City Council committee moves to restrict e-cigarettes

Gregory Conley of Medford, NJ, told a Philadelphia Council committee hearing testimony on bills to restrict e-cigarettes Thursday that a ban on their use in restaurants and other public places would be impossible to enforce. He used this e-cigarette 20 or 25 times while sitting in the back of the room during the hearing, he told them, and no one noticed. (Photo was taken after the hearing.) Photo: Don Sapatkin / staff

A City Council committee approved bills Thursday that would add electronic cigarettes to Philadelphia's smoke-free law and ban sales to minors, joining dozens of states and localities that are trying to slow fast-growing sales of a largely unregulated product in the absence of federal action.

The known dangers of tobacco and the unknown long-term safety of e-cigarettes have split the public health community. Most of the physicians and scientists who testified at City Hall supported a prohibition on sales to minors.

On the question of forcing e-cigarette users to step outside, most local researchers and health officials were strongly in favor. Several other scientists and physicians, some linked to libertarian think tanks, argued that restrictions would, in the words of Gilbert L. Ross, medical director of the New York-based American Council on Science and Health, "send smokers this message: 'Keep on smoking.' "

New Jersey started the trend in 2010, when the state added the devices to its comprehensive smoke-free law and banned sales to minors. At least 25 other states have since prohibited sales to minors; a similar bill is pending in Harrisburg.

But only Utah and North Dakota have picked up the statewide ban. Several big cities have passed their own laws, including New York in December and Los Angeles last week. Philadelphia could act as soon as March 27, said Councilman William K. Greenlee, sponsor of the two bills, each of which passed by voice vote.

"I think the main thing here is, we don't know what is in these devices and we don't know what can be put into them," Greenlee said before the start of the hearing of the Public Health and Human Services Committee.

While regular cigarettes burn tobacco, the new battery-powered devices use electricity to vaporize a liquid that contains nicotine. "Vapers" inhale the vapor to get a nicotine kick similar to tobacco's but without the deadly ash and tar.

The European Parliament two weeks ago opted to treat the devices like regular cigarettes, with lots of warnings and advertising bans. The Food and Drug Administration is expected to decide soon on regulations here.

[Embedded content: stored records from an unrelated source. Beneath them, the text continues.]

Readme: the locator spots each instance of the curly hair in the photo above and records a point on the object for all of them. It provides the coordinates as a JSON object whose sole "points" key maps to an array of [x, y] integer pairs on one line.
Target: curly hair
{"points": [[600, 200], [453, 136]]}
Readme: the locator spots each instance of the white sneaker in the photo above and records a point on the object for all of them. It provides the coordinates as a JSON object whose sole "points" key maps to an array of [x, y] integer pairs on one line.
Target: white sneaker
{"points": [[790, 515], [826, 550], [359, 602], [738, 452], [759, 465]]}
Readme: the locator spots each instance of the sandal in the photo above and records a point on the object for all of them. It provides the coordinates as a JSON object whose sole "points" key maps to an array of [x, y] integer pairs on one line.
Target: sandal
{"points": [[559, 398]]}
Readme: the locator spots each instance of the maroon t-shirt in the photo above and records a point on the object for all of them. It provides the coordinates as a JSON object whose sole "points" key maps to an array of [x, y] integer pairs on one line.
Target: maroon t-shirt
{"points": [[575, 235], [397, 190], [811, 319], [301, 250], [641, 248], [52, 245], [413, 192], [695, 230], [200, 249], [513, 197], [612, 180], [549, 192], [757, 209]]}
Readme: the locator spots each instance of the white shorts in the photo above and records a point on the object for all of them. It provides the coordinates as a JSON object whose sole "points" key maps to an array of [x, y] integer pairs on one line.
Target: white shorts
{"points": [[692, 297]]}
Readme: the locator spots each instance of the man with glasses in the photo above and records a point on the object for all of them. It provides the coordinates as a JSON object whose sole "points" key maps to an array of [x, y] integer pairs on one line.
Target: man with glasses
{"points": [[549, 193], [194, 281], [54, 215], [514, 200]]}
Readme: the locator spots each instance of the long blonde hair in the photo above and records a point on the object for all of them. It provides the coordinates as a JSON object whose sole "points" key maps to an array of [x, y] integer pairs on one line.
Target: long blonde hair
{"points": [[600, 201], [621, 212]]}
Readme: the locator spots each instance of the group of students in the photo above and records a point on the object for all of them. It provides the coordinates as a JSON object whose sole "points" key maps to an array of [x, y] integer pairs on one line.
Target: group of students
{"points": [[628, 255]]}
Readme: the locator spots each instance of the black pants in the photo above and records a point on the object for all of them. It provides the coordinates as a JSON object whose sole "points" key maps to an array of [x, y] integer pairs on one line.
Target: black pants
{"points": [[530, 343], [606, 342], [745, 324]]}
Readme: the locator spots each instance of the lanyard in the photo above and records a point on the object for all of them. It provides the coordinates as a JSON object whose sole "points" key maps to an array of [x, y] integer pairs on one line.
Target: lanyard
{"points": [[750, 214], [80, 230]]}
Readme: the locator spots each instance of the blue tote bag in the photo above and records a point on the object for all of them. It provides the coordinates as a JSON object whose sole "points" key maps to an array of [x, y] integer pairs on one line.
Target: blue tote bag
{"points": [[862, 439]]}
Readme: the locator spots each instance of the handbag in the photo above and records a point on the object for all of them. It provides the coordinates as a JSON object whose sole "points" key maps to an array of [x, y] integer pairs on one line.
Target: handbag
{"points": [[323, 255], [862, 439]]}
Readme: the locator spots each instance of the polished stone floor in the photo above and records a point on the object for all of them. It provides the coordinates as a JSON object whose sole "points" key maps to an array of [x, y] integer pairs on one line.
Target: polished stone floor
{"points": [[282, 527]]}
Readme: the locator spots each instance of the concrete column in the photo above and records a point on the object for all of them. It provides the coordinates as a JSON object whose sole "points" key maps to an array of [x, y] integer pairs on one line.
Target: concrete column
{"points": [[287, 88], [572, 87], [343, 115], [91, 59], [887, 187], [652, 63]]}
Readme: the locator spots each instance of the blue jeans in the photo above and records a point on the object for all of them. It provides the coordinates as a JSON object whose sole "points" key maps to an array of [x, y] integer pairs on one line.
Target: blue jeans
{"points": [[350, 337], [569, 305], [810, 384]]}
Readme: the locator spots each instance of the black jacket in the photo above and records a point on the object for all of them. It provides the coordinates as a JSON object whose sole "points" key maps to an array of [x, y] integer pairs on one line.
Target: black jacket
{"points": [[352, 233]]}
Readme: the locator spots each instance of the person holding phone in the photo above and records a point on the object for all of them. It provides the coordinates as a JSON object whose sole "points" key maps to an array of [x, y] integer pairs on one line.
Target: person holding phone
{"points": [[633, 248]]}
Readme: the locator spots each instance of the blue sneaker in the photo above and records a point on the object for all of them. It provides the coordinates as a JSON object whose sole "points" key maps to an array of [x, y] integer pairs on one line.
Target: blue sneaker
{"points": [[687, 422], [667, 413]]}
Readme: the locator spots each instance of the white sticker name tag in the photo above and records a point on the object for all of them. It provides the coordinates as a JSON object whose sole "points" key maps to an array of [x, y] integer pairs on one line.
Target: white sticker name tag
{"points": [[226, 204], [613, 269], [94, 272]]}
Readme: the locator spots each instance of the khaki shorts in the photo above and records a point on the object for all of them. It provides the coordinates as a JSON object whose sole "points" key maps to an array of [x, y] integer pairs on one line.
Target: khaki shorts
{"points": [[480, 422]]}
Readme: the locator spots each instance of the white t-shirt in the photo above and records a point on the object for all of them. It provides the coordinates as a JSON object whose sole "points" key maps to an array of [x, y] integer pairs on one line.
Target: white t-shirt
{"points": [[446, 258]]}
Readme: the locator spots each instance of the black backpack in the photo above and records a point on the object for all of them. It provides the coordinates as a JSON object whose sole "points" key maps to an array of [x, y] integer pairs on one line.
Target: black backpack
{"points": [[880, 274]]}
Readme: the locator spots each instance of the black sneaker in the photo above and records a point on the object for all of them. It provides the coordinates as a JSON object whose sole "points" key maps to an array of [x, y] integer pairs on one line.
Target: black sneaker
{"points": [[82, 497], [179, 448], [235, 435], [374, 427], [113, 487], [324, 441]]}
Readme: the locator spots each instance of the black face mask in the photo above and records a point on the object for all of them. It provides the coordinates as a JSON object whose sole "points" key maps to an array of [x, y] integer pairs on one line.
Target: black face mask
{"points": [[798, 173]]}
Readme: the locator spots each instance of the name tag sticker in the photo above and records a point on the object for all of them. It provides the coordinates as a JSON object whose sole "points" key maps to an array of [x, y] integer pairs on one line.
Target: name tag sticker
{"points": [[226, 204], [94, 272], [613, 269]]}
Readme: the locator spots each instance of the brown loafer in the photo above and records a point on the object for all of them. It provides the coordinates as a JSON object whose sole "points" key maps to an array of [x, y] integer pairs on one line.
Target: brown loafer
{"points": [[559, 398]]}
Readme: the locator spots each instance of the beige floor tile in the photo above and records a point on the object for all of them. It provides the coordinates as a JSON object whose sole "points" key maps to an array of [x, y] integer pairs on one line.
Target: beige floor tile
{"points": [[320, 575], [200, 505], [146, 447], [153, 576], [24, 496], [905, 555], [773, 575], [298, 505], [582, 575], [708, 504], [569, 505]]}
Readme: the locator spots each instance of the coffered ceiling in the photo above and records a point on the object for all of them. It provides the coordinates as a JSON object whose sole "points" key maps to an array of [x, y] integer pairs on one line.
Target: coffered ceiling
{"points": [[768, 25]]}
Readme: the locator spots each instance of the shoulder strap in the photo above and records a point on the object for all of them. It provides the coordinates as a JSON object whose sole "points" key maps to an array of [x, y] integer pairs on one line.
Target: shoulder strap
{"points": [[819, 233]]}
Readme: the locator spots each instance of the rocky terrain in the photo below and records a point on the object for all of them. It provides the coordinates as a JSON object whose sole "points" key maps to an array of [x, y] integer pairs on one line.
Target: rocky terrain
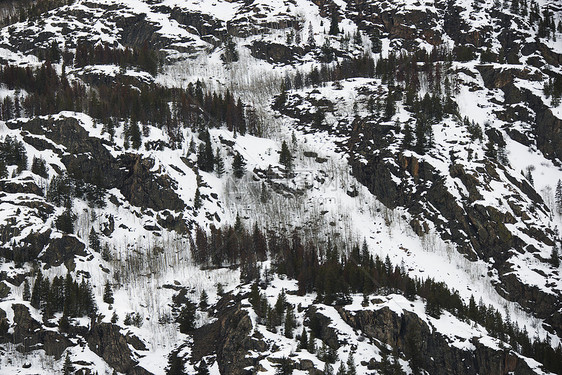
{"points": [[282, 187]]}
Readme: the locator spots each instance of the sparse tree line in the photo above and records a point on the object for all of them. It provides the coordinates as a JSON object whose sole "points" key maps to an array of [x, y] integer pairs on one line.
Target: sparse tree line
{"points": [[334, 274], [128, 102], [62, 294], [34, 10]]}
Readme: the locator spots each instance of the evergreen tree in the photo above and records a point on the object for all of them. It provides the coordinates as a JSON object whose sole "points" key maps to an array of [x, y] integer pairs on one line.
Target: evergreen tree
{"points": [[558, 197], [264, 194], [175, 364], [26, 291], [334, 23], [285, 367], [108, 293], [65, 221], [408, 138], [342, 370], [135, 135], [554, 257], [37, 292], [67, 367], [186, 317], [203, 369], [219, 164], [289, 323], [197, 202], [285, 157], [94, 240], [238, 165], [351, 370], [203, 300], [303, 341]]}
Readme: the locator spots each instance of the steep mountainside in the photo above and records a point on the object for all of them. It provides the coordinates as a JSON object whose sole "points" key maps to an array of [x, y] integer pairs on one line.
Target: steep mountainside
{"points": [[299, 186]]}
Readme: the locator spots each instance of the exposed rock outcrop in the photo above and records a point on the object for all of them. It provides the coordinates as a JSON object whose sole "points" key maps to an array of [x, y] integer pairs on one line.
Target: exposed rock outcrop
{"points": [[229, 337], [412, 336]]}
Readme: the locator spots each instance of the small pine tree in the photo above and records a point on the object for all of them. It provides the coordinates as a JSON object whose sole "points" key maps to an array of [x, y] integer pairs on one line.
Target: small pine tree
{"points": [[264, 195], [303, 340], [175, 364], [289, 322], [203, 368], [408, 137], [351, 370], [26, 291], [342, 370], [94, 240], [558, 197], [108, 293], [197, 203], [135, 135], [334, 24], [203, 300], [238, 165], [67, 366], [219, 164], [285, 157], [554, 257], [186, 317]]}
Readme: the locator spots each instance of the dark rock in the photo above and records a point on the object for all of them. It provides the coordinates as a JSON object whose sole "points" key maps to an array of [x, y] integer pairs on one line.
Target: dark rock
{"points": [[414, 337], [62, 251], [4, 290], [229, 338], [276, 53], [108, 342], [87, 159], [21, 187], [28, 331]]}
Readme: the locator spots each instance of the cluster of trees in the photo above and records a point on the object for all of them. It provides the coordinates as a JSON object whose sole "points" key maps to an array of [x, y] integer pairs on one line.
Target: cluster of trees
{"points": [[231, 245], [558, 197], [334, 275], [33, 9], [553, 88], [89, 54], [64, 295], [126, 100], [280, 314], [63, 188], [12, 152]]}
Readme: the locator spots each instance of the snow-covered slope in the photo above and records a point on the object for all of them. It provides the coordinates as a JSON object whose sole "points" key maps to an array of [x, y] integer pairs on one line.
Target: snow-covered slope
{"points": [[426, 132]]}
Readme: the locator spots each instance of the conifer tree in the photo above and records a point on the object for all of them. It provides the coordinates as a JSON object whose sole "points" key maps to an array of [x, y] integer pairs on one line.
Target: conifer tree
{"points": [[186, 317], [408, 138], [197, 202], [334, 22], [203, 368], [26, 291], [135, 135], [285, 157], [219, 164], [238, 165], [351, 370], [175, 364], [108, 293], [94, 240], [554, 257], [67, 367], [203, 300], [558, 197], [303, 341], [36, 294], [289, 322]]}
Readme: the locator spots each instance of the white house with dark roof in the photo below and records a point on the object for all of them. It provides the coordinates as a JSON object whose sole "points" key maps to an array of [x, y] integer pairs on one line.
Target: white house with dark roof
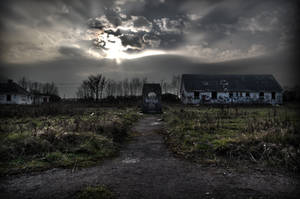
{"points": [[226, 89], [12, 93]]}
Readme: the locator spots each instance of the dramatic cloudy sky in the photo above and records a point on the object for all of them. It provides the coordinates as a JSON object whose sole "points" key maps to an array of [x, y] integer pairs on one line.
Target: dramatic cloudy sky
{"points": [[65, 41]]}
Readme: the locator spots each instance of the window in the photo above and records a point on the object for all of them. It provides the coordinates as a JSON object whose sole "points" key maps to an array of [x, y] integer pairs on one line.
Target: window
{"points": [[261, 94], [8, 98], [214, 95], [196, 95], [273, 95]]}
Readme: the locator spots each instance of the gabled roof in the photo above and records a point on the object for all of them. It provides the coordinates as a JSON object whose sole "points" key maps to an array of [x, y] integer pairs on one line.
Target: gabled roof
{"points": [[254, 83], [11, 87]]}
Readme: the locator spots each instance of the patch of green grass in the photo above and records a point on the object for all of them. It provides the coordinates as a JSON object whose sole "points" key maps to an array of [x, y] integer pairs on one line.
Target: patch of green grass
{"points": [[267, 135], [84, 139]]}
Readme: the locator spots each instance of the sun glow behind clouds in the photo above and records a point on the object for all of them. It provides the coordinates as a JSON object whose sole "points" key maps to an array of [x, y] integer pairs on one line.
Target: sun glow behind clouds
{"points": [[111, 47]]}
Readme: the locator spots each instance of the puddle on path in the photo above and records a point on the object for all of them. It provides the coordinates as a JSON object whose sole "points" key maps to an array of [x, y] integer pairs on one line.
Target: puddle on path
{"points": [[155, 123], [130, 160]]}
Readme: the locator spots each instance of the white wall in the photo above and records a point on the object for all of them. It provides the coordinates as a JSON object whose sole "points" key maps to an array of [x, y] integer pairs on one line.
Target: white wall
{"points": [[223, 97], [15, 99]]}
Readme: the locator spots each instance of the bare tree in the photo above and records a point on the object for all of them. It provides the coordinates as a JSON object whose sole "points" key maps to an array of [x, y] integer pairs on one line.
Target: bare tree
{"points": [[125, 87], [176, 83], [24, 83], [102, 86]]}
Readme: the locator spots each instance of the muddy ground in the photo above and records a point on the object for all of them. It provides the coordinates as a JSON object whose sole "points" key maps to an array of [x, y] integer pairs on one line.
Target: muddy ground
{"points": [[146, 169]]}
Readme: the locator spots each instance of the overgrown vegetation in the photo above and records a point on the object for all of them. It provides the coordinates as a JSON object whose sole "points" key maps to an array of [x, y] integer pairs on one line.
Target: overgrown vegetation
{"points": [[95, 192], [263, 134], [71, 136]]}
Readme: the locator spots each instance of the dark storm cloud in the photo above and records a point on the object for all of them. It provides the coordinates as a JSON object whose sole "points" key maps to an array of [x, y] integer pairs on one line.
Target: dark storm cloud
{"points": [[49, 40]]}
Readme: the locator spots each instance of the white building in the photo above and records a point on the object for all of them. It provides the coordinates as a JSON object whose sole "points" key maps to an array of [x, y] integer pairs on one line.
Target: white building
{"points": [[226, 89], [12, 93]]}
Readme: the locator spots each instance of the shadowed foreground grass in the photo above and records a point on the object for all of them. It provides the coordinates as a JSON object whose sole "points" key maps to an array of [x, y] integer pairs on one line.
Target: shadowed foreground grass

Most scientists agree that e-cigarettes are safer than tobacco. There is intense disagreement on three areas:

Can e-cigarettes help smokers quit?

Is enough known after just a few years of study to declare them safe?

Will they start nonsmokers, particularly children, down a path to tobacco addiction?

"It's OK for the e-cigarette to occupy a hopeful position in our minds. What is not OK is for that hopefulness to overtake our security in the well-being of our friends and neighbors," Frank T. Leone, director of the University of Pennsylvania's Comprehensive Smoking Treatment Program, testified.

Gregory Conley, who lives in Medford and was representing the National Vapers Club, adamantly disagreed. He also predicted that an e-smoking ban would be impossible to enforce: Vapers could just hold their breath.

Sitting in the back of the room through two hours of testimony, he told the committee, he had used his e-cigarette 20 or 25 times, "and no one noticed."